A liver cancer treatment is off-limits to the NHS due to its unjustifiably high price, but in India, the same treatment is available for less than £100 a month.
In "Scrubbing Up" of this week Michelle Childs, from Médecins Sans Frontières, asks questions about why rich countries aren't doing more to reduce the cost of medicine.
Sorafenib tosylate is a liver cancer drug patented by the German pharmaceutical company Bayer and marketed as Nexavar.
Bayer's price for the drug is nearly £3,500 a month. (3,500 pounds = 4,150 euros change 31/3/2013)
Until March last year, India – a country where half of the population lives on less than £1 a day – had no choice but to pay this sum for the patent of Nexavar.
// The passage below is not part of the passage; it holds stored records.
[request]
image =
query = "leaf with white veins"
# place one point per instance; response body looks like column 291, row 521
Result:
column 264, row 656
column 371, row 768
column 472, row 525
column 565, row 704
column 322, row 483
But to ensure its citizens had access to affordable prices, the country released a compulsory licensing clause that cuts the cost of the drug by allowing another company to produce the drug, even if it's still under patent.
This has reduced the price of the drug by a staggering 97% – generic versions of sorafenib in India now cost around £84 a month.
In the UK, where an affordable generic version isn't available, the price is around £3,000 a month, prompting drug regulators to say it's 'just too expensive' to justify making it available on the Service National Health.
In fact, NICE (the National Institute for Health and Clinical Excellence) has rejected the use of Nexavar for the NHS on a cost-benefit basis.